AS a woman who hated how she looked, my options for immediate change were limited. There was little I could do that was permanent – other than piercing my nose, shaving my head or changing my makeup. Today, quick fixes are less benign. If you find yourself lacking, unhappy with what you see in the mirror, this is the year you can get botox and fillers while you shop. Injectables, as they’re shudderingly called, are coming to the high street.

The health and beauty giant Superdrug has announced plans to offer the cosmetic service in its stores, many of which already provide eyebrow threading and manicures in a recent departure from selling just products. Starting with a soft launch at the flagship store in The Strand before rolling out nationwide, customers will be able to nip in for shampoo and leave with a new face. A medical questionnaire and telephone consultation are required first, but it’s undeniably more accessible than most other “medical aesthetic” treatments.

This announcement coincides with news of an increase in young people seeing cosmetic surgeons because they want to look like a Snapchat filter. Some doctors claim the image-enhancing apps are responsible for a new social-media subtype of body dysmorphia. There is some concern that making these treatments more accessible will fuel a further degradation of women’s already low self-esteem. While I agree that injectable perfection can inflame body image issues, we’re fundamentally laying blame at the wrong door.

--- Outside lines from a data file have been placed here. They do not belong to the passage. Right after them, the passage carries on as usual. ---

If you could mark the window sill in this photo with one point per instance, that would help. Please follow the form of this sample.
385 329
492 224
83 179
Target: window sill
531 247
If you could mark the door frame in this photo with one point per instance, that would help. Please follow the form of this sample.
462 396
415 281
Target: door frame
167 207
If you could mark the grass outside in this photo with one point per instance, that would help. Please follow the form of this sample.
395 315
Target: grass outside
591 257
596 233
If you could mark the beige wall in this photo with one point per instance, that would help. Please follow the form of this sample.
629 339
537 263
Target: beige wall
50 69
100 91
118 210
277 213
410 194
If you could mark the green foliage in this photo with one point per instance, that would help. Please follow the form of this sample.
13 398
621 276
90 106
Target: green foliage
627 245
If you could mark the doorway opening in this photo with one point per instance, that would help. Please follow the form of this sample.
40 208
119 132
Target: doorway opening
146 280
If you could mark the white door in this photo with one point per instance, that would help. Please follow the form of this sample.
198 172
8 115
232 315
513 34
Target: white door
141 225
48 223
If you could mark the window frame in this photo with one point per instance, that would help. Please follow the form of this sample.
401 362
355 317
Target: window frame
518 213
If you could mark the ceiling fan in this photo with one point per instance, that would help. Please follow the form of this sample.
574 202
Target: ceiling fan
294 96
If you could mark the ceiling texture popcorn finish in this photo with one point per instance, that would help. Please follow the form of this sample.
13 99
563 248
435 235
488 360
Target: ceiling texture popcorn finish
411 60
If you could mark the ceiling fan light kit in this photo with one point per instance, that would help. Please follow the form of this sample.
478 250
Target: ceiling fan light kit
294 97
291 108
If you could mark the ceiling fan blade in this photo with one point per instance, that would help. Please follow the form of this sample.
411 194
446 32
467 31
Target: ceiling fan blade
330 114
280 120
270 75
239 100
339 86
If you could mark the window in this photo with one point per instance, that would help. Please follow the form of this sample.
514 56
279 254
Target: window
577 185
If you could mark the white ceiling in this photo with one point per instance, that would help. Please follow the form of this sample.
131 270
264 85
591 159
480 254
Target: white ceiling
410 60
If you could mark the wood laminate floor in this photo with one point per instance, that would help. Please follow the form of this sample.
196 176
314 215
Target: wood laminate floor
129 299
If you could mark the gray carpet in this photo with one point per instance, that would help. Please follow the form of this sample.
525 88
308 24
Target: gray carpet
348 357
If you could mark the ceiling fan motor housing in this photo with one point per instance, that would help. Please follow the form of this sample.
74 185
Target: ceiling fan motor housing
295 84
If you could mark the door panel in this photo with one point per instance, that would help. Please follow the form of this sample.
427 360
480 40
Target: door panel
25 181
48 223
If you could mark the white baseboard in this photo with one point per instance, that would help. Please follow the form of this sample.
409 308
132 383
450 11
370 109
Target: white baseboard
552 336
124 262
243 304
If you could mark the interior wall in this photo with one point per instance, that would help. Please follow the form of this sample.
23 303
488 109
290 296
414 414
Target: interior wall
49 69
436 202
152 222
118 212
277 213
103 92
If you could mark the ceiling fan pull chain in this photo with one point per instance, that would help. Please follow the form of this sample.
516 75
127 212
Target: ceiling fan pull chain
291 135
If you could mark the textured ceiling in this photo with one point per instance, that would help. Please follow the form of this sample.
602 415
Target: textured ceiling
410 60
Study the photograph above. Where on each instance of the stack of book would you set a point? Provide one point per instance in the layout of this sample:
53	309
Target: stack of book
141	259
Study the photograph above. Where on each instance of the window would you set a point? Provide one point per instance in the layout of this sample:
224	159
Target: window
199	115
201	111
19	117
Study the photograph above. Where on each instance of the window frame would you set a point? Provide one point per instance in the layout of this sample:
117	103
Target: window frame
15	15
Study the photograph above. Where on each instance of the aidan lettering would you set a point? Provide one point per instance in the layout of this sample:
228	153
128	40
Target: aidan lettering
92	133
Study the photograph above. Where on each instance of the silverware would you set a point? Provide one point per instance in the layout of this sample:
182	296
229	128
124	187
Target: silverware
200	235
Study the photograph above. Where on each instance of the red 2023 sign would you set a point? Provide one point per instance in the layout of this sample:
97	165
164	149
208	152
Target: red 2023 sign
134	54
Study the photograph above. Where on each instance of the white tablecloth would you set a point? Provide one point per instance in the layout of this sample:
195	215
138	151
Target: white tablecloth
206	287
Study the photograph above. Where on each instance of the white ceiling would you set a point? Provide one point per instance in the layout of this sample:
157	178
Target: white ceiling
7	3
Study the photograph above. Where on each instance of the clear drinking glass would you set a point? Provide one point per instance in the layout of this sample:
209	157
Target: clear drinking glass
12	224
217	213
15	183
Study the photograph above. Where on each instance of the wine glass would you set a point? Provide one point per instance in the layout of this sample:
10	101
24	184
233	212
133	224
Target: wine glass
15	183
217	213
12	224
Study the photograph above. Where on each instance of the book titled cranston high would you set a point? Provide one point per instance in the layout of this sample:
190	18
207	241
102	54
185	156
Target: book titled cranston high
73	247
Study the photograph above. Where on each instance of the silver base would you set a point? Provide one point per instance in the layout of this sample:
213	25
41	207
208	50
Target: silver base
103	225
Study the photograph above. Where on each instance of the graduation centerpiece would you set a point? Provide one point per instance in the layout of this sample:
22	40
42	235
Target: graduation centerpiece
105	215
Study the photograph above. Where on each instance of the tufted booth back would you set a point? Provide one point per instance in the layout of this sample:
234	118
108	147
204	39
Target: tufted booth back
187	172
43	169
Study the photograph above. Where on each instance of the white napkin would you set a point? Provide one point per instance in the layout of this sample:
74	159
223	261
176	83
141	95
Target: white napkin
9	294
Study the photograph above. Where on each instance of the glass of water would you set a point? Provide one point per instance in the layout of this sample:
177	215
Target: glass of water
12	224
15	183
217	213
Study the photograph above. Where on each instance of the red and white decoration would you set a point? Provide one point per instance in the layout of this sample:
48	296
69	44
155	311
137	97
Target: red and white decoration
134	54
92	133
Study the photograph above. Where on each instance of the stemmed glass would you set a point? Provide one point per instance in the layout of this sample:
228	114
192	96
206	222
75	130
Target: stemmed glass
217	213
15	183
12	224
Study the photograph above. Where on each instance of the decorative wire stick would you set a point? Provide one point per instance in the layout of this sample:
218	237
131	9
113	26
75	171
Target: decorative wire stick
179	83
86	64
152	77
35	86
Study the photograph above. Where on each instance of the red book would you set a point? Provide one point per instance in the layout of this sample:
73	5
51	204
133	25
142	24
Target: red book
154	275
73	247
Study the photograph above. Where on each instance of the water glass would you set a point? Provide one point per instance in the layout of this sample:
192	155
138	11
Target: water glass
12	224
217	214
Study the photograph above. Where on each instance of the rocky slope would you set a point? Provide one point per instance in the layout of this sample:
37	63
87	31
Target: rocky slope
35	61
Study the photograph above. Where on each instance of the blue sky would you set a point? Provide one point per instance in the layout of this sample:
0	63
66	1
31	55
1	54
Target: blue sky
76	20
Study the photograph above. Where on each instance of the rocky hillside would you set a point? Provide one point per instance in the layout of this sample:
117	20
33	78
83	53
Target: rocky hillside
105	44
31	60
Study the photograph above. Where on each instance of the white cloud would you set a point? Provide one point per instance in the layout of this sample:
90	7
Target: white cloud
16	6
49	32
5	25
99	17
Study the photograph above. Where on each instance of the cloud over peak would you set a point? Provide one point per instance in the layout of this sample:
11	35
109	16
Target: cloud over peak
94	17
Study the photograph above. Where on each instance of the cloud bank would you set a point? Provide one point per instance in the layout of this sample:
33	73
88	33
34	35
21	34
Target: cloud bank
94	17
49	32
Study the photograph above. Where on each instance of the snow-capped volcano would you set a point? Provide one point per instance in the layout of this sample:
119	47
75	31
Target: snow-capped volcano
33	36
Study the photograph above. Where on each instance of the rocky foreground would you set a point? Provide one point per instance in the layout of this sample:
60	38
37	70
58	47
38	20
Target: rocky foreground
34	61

Image-enhancing apps are not directly causing body dysmorphia. Exacerbating it, sure, intrinsically part of the current spike even, but they’re not the root of the problem. After all, the condition existed long before we could send pictures of ourselves with anime proportions or dog ears.

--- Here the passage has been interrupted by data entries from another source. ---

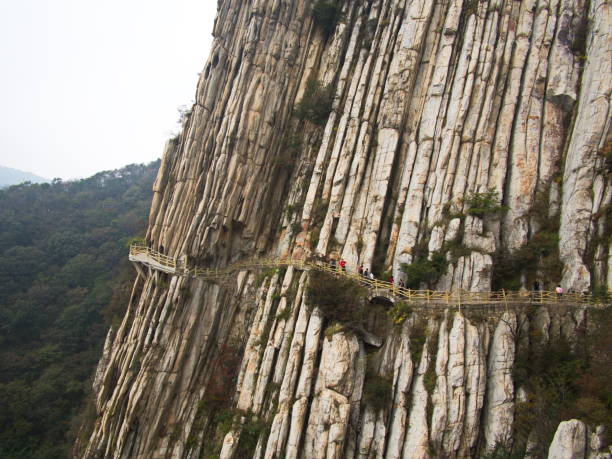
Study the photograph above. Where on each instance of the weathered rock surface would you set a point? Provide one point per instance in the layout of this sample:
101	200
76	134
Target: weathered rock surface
431	103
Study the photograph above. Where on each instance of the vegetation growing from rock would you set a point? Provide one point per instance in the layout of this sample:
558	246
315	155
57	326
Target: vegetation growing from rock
483	204
563	381
339	298
377	389
424	270
538	259
325	15
316	104
63	271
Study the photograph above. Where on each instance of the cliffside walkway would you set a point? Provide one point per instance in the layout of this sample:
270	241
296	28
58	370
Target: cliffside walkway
378	288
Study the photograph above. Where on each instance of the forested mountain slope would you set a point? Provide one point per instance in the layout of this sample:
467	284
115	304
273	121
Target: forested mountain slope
62	268
453	144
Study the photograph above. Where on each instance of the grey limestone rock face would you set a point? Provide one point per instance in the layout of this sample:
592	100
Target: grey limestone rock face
431	102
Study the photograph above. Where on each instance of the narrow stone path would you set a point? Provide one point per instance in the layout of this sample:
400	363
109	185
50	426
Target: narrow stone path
378	288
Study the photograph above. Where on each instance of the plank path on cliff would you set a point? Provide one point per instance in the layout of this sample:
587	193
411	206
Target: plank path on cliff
378	288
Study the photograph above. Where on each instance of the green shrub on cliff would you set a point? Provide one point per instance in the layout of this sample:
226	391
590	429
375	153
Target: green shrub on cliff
483	204
325	15
316	104
340	299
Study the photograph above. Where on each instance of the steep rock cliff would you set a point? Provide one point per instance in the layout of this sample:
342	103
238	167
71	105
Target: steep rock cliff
432	105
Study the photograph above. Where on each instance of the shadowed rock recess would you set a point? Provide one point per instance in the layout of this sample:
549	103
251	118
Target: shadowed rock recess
384	132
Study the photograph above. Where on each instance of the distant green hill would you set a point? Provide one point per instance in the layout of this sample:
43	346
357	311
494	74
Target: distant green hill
64	277
10	176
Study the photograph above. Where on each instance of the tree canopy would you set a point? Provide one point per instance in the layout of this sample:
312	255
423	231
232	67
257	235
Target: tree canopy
63	278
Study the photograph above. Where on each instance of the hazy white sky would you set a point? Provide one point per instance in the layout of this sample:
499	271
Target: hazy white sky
89	85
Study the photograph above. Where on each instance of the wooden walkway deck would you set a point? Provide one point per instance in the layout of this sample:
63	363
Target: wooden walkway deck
460	298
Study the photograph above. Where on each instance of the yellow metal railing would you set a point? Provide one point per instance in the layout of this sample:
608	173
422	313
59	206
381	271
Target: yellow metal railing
455	297
158	257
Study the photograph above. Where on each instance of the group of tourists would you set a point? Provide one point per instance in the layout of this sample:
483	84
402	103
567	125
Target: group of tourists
340	265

Body dysmorphia is a mental disorder where an individual obsesses over a perceived physical flaw and goes to extraordinary lengths to conceal or correct it. As long as appearance is placed at the apex of social value, body dysmorphic disorder will continue to be a problem. Beauty standards and a society that tells women their worth is directly related to it are to blame, not just a quick hit of botox. Procedures are the symptom that perpetuates the problem, not the problem itself.

When I first started to hate myself, it was magazines. I would pore over the flawless, enhanced pictures and agonise over the distance between their bodies and mine, why they deserved to be on magazine pages and people like me had to admire them. In my young head, better bodies = better people. That continues to be the thought-error that shames people into doing whatever they can, whatever they can afford, to get some relief.

Beauty standards reflect our cultural ideals, and these are being shaped by being saturated in edited images. This is a case of new tech, same problem: a standard of bodily perfection, but one dictated by an algorithm. Mathematical perfection that we have no hope of meeting, in a society that values beauty above all else. Until we rewire that thinking, take a step back to see what we’re really striving for, there will be some version of this scenario. Vulnerable people will take extreme, expensive measures to remake themselves because they believe it will make them happier.

I’ve got 20 years of this under my belt, so let me assure you – it won’t. There’s no physical action you can take that will make you feel good enough if your brain is still holding on to beauty as your worth. There is no magic pill, no injection, no peel or snip that will do what you really need it to. A procedure might make you happier temporarily, it might give you a shortcut to confidence, but it will not help you to be at peace with your body because we cannot remove ourselves from our culture. We cannot ban procedures or doctored images, and nor do I think we should take up a defensive position or retreat into seclusion because these beauty standards exist.

What we need to do is learn to manage our minds, to detangle notions of worth from our bodies so that we can still swim around in this toxic soup without imbibing too much of it. The real freedom from beauty standards comes not when we abolish them, but when we don’t place our value on them. When that happens, they cease to have a hold over us and become irrelevant.

I realised about ten years in that I didn’t actually want to be thin and it was an epiphany. I just didn’t want to think about my body at all. That was revelatory, but it’s taken another ten years to learn how to apply it to my own thinking and to stop hating what I see.

So many people want to love their bodies and can’t because the distance from their starting point is too great to travel. Feeling agnostic about your body isn’t such a leap. There’s no objective truth that you’re attractive or not, and it’s not determined by anyone’s opinion, your own or otherwise. Start from there, looking at your body without adjectives. It’s far easier to move from acceptance to love than it is to 180 overnight. It takes a lot of time and effort to learn how to interrupt your own negative thoughts, but when you figure it out it’s cheaper, and the effects last far longer, than any procedure.